Common name: Guanandi
Scientific name: Calophyllum brasiliensis
Wood very used in Brazil by traditional communities, and very popular in other Caribbean and South-American countries. It can replace Mahogany (Swietenia spp.) and Cedar (Cedrela spp.) aesthetically.
In Brazil - guanandi, olandi, galandim, jacareúba (Amazônia), gulande-carvalho, guanandi- carvalho, guanandi-cedro, landim.
Abroad - alfaro, arary, bari, cachicamo, cedar maria, cojón, garrapato, maria, ocuje, palo maria, santa maria.
Latitude:18ºN in Puerto Rico 28 10 S in Brazil, Santa Catarina. Altitudinal variation: from 5m, in the coast of the South, Southeastern and Northeast Regions, to 1,200m of altitude in the Federal District. Outside Brazil, it reaches up to 1,500m of altitude (Joker & Salazar, 2000).
Height of 20-40m, with trunk of 40-60 cm of diameter. In some regions it can reach up to 150 cm of DAP. The trunk is generally straight and cylindrical.
Calophyllum brasiliensis occurs naturally in Central America and South America.

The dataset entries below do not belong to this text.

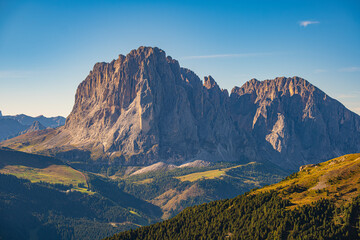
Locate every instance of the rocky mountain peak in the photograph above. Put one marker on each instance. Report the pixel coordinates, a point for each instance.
(144, 108)
(209, 82)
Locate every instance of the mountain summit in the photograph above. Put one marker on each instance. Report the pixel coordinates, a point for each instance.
(144, 108)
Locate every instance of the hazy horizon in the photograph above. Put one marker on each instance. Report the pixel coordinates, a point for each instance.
(48, 48)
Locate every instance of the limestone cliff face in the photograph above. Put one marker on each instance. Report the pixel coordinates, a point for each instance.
(144, 108)
(294, 122)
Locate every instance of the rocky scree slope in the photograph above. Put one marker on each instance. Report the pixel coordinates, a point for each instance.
(144, 108)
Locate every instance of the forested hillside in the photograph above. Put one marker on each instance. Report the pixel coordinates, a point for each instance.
(276, 212)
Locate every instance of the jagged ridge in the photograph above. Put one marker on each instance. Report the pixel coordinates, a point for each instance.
(144, 108)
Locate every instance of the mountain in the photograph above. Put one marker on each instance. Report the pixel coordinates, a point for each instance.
(321, 201)
(34, 127)
(143, 108)
(12, 126)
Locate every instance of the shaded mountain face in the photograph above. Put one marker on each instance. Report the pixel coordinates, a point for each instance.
(292, 121)
(12, 126)
(34, 127)
(144, 108)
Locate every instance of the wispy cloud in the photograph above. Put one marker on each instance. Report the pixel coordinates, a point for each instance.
(320, 70)
(236, 55)
(14, 74)
(307, 23)
(350, 69)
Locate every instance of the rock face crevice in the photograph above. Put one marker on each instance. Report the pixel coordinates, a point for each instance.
(144, 108)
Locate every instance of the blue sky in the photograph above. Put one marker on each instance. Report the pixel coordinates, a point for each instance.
(48, 47)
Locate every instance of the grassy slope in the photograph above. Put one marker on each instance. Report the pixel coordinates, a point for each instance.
(211, 174)
(337, 179)
(315, 203)
(38, 168)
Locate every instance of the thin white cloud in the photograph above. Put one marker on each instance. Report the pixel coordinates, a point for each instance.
(307, 23)
(320, 70)
(350, 69)
(14, 74)
(236, 55)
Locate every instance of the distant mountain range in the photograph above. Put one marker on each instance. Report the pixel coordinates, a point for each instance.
(144, 108)
(12, 126)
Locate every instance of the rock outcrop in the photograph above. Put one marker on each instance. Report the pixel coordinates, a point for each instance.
(12, 126)
(144, 108)
(34, 127)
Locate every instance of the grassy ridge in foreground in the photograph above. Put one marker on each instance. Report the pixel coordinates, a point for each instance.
(320, 202)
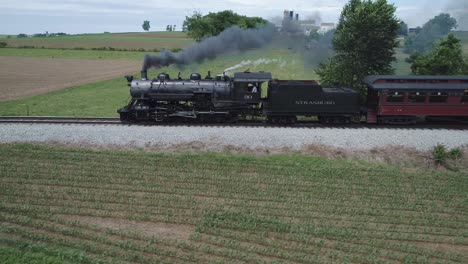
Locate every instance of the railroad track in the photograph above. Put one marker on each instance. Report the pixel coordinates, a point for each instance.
(59, 120)
(248, 123)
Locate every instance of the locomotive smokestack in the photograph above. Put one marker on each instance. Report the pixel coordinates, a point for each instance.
(144, 75)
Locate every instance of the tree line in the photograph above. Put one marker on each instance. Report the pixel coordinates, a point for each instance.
(364, 42)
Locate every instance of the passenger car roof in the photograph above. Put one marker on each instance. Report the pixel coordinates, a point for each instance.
(417, 82)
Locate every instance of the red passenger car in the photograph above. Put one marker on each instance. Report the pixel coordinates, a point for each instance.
(393, 99)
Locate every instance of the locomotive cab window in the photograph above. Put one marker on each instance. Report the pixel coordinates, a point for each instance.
(465, 97)
(396, 97)
(417, 97)
(438, 97)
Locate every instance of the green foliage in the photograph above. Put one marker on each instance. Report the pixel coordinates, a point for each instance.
(364, 42)
(455, 154)
(113, 206)
(433, 30)
(146, 26)
(445, 59)
(403, 31)
(441, 154)
(75, 53)
(198, 26)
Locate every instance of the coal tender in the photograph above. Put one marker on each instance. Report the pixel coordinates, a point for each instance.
(288, 99)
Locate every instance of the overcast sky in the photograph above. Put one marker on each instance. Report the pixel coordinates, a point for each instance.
(88, 16)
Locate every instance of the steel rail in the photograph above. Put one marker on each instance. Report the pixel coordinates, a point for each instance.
(248, 123)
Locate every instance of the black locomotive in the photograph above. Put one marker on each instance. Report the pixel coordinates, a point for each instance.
(225, 99)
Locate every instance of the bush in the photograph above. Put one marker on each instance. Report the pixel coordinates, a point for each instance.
(455, 153)
(441, 154)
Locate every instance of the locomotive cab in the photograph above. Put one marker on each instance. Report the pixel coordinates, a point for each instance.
(248, 86)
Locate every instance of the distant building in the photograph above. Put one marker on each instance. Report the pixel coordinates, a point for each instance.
(325, 27)
(292, 21)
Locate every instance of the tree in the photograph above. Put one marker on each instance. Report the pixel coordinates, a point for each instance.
(199, 26)
(403, 29)
(445, 59)
(145, 25)
(431, 31)
(364, 43)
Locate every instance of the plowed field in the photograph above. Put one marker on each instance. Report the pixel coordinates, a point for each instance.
(31, 76)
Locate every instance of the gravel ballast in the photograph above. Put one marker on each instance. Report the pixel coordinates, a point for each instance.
(217, 138)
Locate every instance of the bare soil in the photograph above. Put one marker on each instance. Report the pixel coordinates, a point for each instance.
(162, 230)
(32, 76)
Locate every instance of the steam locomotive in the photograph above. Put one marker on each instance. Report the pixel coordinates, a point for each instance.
(391, 99)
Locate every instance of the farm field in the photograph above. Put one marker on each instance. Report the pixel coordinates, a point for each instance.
(71, 54)
(71, 205)
(144, 40)
(103, 98)
(31, 76)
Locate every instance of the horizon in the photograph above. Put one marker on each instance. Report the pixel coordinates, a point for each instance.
(118, 16)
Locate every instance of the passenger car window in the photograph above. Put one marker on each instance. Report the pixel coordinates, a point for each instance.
(417, 97)
(438, 97)
(396, 97)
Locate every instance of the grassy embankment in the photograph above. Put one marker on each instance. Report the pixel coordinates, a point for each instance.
(77, 205)
(105, 97)
(136, 40)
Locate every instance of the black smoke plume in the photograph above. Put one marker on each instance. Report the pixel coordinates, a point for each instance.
(231, 39)
(459, 9)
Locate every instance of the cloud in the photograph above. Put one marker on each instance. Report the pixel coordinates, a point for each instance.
(29, 16)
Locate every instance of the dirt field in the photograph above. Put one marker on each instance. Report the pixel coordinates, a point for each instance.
(31, 76)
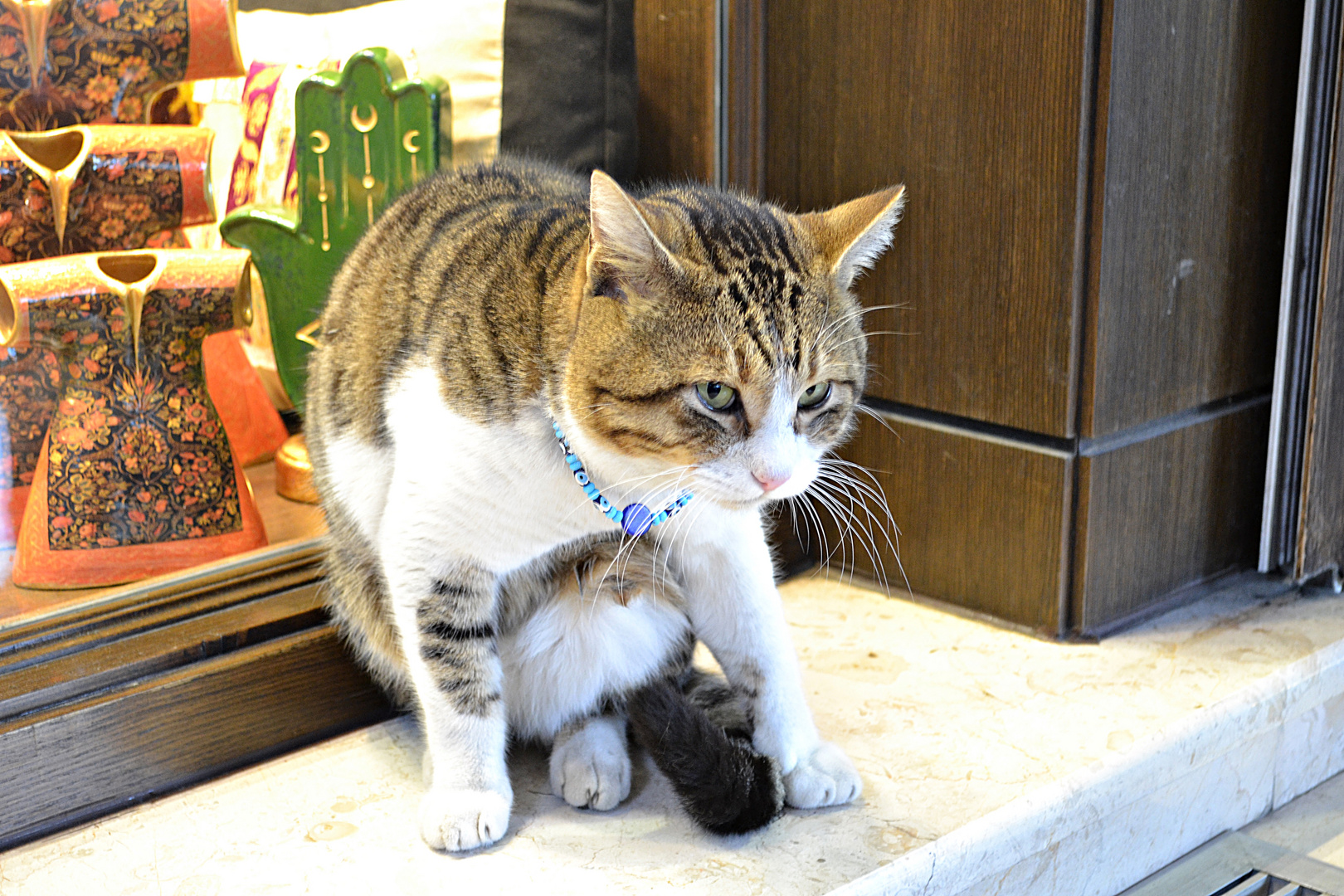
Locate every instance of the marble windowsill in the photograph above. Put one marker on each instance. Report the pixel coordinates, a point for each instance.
(992, 762)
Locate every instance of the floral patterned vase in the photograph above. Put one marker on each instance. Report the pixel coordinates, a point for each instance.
(69, 62)
(136, 477)
(78, 190)
(100, 188)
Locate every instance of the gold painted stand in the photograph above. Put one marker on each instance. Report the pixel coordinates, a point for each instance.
(293, 472)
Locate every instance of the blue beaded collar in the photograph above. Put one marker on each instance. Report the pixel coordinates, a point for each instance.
(636, 519)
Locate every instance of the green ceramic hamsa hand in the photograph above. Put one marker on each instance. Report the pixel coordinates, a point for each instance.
(363, 137)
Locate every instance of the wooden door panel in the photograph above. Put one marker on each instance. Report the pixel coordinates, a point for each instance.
(976, 106)
(1166, 512)
(1199, 137)
(674, 43)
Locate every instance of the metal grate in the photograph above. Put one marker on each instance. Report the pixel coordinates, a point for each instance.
(1239, 865)
(1261, 884)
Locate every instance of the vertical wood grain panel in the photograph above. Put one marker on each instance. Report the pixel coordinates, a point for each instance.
(980, 522)
(674, 42)
(745, 95)
(1320, 543)
(1166, 514)
(976, 106)
(1200, 129)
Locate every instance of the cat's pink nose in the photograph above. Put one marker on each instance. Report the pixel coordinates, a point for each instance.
(771, 481)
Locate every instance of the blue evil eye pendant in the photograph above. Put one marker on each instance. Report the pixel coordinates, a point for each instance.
(636, 519)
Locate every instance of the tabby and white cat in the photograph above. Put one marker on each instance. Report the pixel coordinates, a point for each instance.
(686, 340)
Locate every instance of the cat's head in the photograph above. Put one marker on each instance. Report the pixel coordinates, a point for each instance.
(718, 338)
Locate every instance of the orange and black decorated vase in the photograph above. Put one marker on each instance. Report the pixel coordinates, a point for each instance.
(69, 62)
(136, 476)
(80, 190)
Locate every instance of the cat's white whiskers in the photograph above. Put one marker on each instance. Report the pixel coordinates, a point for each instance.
(838, 469)
(863, 409)
(862, 528)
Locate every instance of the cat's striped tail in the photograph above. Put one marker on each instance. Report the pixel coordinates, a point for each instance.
(704, 744)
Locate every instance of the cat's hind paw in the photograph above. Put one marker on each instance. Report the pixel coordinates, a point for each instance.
(461, 820)
(592, 767)
(825, 778)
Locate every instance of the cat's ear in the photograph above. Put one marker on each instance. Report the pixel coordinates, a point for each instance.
(854, 236)
(622, 241)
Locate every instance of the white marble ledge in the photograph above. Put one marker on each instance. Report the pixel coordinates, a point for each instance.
(992, 763)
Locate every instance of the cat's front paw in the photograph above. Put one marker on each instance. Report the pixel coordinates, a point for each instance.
(592, 768)
(825, 778)
(461, 820)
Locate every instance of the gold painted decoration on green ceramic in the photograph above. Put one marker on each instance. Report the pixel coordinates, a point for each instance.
(366, 136)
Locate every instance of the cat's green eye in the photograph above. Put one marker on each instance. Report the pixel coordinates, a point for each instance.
(717, 397)
(815, 395)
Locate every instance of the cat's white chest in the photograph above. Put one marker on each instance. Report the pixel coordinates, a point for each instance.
(498, 494)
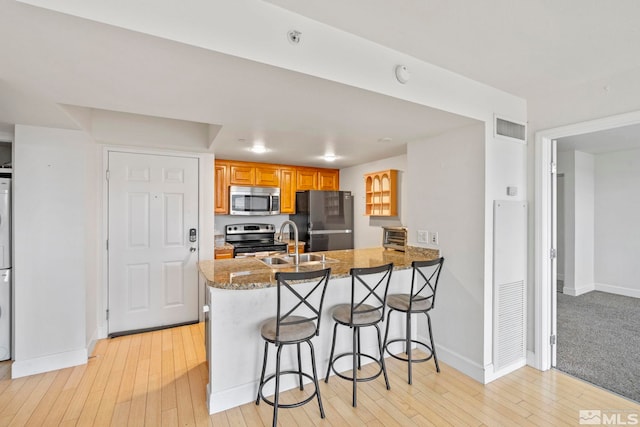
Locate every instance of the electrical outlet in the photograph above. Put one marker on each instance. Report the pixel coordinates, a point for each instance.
(433, 238)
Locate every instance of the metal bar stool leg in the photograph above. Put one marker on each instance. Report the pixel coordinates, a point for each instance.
(359, 352)
(354, 372)
(384, 367)
(433, 346)
(408, 344)
(315, 378)
(277, 392)
(264, 368)
(299, 367)
(386, 331)
(333, 347)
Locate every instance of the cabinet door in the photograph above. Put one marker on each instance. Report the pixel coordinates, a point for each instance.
(306, 179)
(221, 188)
(267, 176)
(287, 190)
(242, 174)
(328, 180)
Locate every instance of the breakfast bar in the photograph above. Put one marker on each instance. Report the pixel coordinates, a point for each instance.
(240, 294)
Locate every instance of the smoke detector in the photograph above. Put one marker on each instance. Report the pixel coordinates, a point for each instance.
(402, 74)
(294, 36)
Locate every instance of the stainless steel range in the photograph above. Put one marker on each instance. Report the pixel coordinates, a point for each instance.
(252, 238)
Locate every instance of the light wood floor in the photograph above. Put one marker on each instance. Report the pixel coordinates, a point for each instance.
(159, 379)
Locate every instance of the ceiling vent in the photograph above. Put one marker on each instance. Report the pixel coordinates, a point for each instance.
(510, 130)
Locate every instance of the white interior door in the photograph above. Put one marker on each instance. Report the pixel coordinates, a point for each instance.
(554, 245)
(153, 206)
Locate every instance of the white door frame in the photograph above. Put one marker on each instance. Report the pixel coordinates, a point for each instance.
(206, 239)
(543, 218)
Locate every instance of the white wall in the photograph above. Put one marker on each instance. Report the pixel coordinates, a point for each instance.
(578, 169)
(617, 234)
(367, 229)
(54, 256)
(449, 197)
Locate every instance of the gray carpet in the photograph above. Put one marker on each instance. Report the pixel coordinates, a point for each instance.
(599, 340)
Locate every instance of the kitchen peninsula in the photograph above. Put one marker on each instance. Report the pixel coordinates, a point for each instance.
(241, 293)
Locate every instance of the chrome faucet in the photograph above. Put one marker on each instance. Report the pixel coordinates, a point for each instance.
(296, 259)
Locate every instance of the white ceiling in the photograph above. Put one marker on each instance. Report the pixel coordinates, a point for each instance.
(618, 139)
(522, 47)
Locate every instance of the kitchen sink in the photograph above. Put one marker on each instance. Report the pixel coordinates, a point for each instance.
(275, 261)
(289, 260)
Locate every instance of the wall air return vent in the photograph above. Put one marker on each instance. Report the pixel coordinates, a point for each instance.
(510, 130)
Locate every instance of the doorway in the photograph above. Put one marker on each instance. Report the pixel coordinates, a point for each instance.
(545, 298)
(152, 241)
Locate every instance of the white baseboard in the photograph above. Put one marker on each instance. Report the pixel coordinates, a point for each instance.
(574, 292)
(458, 362)
(492, 375)
(532, 360)
(91, 345)
(38, 365)
(618, 290)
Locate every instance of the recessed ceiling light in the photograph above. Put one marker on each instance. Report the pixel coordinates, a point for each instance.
(258, 149)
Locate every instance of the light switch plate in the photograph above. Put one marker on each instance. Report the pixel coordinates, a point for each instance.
(433, 238)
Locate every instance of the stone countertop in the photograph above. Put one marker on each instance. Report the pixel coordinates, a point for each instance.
(223, 245)
(250, 273)
(291, 241)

In Brazil, the species occurs in the following states:
Amazonas, Bahia, Espírito Santo, Goiás, Mato Grosso, Mato Grosso do Sul, Minas Gerais, Pará, Paraíba, Paraná, Rio de Janeiro, Santa Catarina, São Paulo, Tocantins, Federal District.
Annual average pluvial precipitation: from 1100mm to 3000mm.
Water deficiency: dry season up to 3 months, with moderate water deficit in the Central-West region.
Annual average temperature: 18°C to 27°C.
Guanandi occurs naturally in alluvial soils with deficient draining, in humid places subject to periodic flooding, with frank to sandy texture, and acid soils (pH 4,5 the 6,0).
In the experimental plantations developed by Embrapa Florestas, in Paraná - in soils with adequate physical properties, such as high to average chemical fertility, well drained soils, with texture that varies from frank to argillaceous - the species has been presenting satisfactory growth, without limitation regarding drainage.